Je l’interroge sur Notre-Dame-des-Landes : comment se situe-t-il dans les combats concrets de l’écologie ? « On pense qu’en repartant de la personne, on peut avoir des débats bienveillants. Ce qui nous intéresse, c’est le chemin de la transformation, plus que de la confrontation ». Quant à juger du projet d’aéroport, il l’évite soigneusement, ce que j’interprète comme une façon de l’accepter. On ne peut se dire écologiste sans prendre position sur des questions aussi cruciales et claires que celle-ci. Ou, comme dit l’adage, « qui ne dit mot consent ».
Le centre focal de l’intérêt de Tugdual Derville, en fait, est la bio-éthique. Il est ignorant d’écologie. Quand je lui demande quels auteurs écologistes l’ont inspiré, il cite Jacques Ellul et Jean Bastaire. Je lui repose la question, aucun autre nom ne lui vient à l’esprit. Il a travaillé chez les Petits frères des pauvres, a fondé une association d’aide aux enfants handicapés, A bras ouverts, puis a travaillé avec Jean de Kervasdoué, un anti-écologiste virulent, auteur des Prêcheurs de l’Apocalypse. M. Derville est aussi délégué général de l’Alliance Vita, association "pro-vie" fondée par Christine Boutin.

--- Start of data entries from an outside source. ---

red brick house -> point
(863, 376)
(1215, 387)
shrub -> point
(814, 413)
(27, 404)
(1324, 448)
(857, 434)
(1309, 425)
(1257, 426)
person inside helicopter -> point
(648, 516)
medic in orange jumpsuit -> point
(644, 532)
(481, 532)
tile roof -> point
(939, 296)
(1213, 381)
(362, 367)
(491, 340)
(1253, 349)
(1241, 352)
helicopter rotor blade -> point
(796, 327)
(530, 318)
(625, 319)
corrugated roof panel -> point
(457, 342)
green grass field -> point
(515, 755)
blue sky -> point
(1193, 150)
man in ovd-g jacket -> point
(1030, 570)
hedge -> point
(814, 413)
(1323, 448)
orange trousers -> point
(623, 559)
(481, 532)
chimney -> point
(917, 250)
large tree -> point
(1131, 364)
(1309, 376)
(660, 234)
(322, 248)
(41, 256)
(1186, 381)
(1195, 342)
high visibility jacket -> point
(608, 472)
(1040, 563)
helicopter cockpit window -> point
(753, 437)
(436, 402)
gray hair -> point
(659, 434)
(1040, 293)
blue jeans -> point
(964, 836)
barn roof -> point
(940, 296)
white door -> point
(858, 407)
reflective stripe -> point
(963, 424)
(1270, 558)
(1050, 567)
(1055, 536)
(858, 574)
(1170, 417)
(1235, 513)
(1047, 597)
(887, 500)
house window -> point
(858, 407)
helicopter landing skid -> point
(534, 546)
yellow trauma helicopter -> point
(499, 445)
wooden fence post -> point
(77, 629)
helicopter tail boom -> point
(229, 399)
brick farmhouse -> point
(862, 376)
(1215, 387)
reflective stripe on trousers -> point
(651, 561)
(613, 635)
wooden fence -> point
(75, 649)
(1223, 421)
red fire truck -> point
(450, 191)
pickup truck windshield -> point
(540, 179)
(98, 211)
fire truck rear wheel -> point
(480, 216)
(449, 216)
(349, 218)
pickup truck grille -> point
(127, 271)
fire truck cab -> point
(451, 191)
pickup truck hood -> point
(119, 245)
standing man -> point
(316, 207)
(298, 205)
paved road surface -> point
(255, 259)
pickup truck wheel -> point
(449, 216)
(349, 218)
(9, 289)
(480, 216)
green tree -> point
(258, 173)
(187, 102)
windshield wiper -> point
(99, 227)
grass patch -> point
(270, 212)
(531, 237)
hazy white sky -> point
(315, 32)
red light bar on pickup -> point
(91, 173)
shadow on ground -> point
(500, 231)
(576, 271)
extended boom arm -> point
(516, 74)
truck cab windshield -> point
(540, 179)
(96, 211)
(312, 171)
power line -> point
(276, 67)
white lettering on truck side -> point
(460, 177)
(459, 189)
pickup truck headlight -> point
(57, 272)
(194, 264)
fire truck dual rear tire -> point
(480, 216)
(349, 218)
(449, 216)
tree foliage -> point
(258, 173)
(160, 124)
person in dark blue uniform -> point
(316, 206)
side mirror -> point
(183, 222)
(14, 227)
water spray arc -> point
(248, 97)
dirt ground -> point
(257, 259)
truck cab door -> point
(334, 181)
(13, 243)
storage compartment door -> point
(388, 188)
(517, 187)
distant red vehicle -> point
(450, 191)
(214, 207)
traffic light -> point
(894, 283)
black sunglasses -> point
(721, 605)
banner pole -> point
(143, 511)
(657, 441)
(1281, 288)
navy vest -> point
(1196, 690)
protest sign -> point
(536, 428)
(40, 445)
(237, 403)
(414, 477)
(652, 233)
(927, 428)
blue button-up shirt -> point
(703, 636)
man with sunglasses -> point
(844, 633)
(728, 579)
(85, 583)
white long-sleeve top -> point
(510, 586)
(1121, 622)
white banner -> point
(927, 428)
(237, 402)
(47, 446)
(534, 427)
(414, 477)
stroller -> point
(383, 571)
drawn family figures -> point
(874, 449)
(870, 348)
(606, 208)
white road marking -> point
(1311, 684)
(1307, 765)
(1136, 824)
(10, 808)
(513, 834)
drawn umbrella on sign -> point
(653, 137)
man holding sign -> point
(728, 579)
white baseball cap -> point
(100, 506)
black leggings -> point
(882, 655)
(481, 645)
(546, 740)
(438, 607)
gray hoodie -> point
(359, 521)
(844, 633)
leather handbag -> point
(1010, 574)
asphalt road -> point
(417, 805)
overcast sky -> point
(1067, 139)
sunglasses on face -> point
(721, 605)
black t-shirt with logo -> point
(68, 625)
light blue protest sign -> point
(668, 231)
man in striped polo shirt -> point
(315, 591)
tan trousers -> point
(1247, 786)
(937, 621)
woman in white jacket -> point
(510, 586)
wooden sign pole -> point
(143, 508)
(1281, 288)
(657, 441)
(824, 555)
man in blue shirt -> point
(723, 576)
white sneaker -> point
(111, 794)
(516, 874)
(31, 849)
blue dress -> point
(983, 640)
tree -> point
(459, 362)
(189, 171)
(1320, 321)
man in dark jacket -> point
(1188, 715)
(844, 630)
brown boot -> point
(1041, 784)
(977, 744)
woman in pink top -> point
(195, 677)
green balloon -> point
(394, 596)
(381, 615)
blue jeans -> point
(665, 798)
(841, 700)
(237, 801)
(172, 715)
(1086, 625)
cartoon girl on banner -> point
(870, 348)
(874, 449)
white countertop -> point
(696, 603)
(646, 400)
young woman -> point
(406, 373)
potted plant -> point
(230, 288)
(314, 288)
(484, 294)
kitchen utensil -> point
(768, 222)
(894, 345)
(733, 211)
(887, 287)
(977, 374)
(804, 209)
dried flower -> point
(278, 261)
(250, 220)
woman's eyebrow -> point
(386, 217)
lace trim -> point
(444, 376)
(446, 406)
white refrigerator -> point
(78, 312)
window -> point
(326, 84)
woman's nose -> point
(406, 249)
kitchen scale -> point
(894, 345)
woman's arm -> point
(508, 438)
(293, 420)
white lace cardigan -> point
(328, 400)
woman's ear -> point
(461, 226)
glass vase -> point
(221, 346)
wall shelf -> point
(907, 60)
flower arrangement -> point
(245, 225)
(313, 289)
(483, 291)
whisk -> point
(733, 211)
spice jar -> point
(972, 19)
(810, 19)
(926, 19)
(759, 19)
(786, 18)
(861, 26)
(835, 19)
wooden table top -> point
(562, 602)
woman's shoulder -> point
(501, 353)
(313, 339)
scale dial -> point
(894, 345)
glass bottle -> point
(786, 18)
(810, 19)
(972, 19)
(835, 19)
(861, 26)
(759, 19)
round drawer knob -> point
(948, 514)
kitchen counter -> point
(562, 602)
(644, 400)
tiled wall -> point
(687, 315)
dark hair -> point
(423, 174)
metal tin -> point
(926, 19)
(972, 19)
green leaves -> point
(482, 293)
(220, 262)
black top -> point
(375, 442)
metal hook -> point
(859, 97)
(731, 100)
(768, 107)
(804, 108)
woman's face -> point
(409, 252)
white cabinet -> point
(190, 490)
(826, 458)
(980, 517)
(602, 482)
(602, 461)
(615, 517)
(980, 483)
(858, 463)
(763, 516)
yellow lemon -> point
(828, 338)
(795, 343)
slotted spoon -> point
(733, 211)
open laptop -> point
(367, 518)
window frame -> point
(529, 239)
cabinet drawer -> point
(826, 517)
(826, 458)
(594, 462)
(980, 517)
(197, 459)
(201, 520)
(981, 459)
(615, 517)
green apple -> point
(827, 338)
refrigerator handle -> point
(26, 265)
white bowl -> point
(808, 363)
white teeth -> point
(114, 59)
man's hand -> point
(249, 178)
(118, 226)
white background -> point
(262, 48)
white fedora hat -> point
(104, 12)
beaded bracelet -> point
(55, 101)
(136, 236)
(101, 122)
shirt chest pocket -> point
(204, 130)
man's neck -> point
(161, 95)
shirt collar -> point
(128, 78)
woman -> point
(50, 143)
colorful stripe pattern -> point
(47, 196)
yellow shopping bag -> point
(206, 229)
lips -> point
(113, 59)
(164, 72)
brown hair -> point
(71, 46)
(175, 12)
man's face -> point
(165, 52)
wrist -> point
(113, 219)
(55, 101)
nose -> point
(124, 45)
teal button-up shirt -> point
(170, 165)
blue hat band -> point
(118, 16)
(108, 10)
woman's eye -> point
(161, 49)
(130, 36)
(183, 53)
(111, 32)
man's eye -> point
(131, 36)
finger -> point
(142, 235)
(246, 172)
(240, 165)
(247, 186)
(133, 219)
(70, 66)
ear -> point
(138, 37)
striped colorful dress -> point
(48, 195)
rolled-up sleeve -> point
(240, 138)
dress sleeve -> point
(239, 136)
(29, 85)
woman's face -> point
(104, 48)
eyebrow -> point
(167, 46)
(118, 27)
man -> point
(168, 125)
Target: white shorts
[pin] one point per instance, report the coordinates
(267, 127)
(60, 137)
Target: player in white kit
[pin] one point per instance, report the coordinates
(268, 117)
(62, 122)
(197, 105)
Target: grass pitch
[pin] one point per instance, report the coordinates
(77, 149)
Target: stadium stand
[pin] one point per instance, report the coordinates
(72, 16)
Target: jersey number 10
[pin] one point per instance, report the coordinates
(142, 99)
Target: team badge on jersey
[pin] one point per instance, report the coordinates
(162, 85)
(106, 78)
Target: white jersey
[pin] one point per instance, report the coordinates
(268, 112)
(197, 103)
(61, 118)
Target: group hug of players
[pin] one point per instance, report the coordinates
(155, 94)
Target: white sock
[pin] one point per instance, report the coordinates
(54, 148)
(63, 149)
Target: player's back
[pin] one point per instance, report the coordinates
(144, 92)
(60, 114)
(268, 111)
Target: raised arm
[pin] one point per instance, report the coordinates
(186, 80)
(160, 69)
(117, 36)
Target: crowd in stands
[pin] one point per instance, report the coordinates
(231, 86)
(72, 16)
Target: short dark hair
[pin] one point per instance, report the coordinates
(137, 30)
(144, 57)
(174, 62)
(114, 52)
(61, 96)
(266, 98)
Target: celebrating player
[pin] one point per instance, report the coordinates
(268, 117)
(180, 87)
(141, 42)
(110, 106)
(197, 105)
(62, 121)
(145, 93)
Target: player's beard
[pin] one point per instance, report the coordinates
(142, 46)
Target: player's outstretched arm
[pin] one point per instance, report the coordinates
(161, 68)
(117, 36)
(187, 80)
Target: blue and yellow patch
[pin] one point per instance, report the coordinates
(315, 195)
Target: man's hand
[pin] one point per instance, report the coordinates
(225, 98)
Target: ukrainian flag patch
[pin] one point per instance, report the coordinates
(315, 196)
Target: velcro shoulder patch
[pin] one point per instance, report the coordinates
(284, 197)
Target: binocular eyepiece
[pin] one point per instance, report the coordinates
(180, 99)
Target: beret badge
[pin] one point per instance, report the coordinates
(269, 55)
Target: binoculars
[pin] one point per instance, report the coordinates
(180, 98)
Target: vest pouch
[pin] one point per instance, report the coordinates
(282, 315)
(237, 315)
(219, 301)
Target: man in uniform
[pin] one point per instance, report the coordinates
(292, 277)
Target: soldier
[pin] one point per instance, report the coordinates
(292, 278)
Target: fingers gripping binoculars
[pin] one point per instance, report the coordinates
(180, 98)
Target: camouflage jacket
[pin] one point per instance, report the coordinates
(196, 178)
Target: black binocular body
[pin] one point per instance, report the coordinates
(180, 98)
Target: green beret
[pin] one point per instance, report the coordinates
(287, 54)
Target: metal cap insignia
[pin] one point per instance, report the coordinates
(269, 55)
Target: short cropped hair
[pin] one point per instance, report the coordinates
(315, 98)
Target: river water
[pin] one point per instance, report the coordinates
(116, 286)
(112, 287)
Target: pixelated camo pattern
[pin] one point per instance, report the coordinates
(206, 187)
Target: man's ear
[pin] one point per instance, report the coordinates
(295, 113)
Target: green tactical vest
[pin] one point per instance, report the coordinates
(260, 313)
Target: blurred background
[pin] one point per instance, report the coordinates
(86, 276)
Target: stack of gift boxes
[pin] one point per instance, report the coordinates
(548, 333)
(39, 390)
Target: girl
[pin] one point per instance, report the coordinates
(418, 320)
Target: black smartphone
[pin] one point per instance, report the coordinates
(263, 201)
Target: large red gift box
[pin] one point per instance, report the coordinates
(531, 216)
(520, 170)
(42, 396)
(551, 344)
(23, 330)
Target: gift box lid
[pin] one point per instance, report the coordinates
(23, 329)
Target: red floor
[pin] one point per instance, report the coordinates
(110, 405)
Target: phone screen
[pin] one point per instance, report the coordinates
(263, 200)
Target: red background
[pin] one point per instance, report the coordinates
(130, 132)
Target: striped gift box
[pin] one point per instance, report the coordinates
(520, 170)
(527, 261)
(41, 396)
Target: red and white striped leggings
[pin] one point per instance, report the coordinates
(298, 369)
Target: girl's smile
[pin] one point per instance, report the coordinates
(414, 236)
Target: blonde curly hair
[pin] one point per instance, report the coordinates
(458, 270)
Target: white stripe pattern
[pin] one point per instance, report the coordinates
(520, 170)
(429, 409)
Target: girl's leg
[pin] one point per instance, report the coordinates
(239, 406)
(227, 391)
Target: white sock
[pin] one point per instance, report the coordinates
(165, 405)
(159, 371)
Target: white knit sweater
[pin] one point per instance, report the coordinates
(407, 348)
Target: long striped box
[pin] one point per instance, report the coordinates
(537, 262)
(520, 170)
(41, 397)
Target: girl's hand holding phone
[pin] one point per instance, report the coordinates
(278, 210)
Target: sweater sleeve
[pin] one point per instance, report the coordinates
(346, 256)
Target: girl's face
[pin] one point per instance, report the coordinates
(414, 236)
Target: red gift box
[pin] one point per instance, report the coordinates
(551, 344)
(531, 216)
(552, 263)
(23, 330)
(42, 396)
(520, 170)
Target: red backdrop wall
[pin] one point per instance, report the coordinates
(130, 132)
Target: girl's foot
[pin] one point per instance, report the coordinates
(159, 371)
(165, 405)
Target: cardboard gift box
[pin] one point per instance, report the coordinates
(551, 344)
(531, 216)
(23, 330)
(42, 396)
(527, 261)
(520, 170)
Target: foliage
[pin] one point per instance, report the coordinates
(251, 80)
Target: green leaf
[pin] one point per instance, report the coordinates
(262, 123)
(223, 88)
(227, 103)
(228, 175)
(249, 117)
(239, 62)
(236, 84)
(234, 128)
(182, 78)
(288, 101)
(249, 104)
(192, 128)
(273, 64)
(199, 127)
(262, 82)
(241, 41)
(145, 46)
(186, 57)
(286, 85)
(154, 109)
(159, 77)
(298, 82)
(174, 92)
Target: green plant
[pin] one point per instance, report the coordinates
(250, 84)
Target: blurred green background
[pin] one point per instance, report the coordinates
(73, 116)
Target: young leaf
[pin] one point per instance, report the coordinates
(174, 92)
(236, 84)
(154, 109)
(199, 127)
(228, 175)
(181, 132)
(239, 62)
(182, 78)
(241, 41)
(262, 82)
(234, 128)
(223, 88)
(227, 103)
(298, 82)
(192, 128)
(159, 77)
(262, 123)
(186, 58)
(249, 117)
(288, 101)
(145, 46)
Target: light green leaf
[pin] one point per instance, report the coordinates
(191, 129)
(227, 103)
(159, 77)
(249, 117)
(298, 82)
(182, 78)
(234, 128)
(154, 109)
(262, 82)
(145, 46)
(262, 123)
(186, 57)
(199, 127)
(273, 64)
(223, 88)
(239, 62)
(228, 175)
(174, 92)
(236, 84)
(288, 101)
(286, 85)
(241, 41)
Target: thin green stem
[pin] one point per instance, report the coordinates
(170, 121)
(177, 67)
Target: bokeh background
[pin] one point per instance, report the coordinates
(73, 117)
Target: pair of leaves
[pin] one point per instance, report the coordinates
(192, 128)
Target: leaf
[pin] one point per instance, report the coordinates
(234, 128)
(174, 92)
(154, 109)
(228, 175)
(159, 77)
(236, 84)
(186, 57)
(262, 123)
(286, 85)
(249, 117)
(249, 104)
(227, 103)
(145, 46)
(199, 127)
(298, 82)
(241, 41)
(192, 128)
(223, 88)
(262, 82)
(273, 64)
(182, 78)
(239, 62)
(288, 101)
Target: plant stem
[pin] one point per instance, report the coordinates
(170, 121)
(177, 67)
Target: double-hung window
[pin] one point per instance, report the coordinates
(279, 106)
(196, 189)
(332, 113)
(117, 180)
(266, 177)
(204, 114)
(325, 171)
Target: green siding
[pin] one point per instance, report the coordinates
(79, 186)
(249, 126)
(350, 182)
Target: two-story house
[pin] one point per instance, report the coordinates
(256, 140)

Pour Derville, « tout pouvoir légitime vient de la famille. Qu’est-ce qui se passe dans cette cellule ? C’est un écosystème, protecteur pour l’être humain ».
Il faut se libérer de la « tyrannie libertaire » du désir, de la tyrannie économique du marché, de la tyrannie des normes « et de la judiciarisation des relations ». Les "repères anthropologiques qui définissent l’homme, les merveilleux repères de l’identité sexuelle" sont en danger.
Je lui demande de résumer ce qu’est l’Ecologie humaine.
- Ecouter ici :
- Tugdual Derville
M. Derville est persuadé que « la famille est l’écosystème de base qui est le creuset naturel de notre origine ». Il utilise en fait le vocabulaire et les concepts de l’écologie au service de sa conception plus que contestable de la famille. Qui est une forme sociale historiquement déterminée, que l’on ne retrouve pas dans toutes les sociétés, et n’est donc ni un écosystème, ni naturelle.
Le terme même, d’ailleurs, pirate une démarche scientifique initiée par le géographe américain Harlan Barrows et portée en France par la Société d’écologie humaine, qui étudie "les relations que les hommes entretiennent avec leur milieu de vie".
Ce qui ressort de « l’écologie humaine » selon ces Assies ? Une vision centrée sur la bio-éthique, qui évacue les rapports d’inégalités, accepte l’ordre économique néo-libéral, en appelle à la bonne volonté des uns et des autres pour résoudre les problèmes de ce monde où le capitalisme serait une fatalité, et invoque la naturalité pour justifier des conceptions sociales particulières.
Le "courant" compte quatre salariés, et a organisé ces Assises très bien équipées. Les finances ? « L’idée, me dit un salarié, est d’élargir le mécénat à de l’entreprise et du management ». Je ne vois pas très bien ce que ça veut dire, sinon que les entreprises vont être sollicitées. Un mouvement d’écologie financé par des entreprises, voilà qui ne va pas déranger l’ordre des choses. Une nouvelle variante, très politique, du greenwashing, surfant sur la vague montante de l’écologie.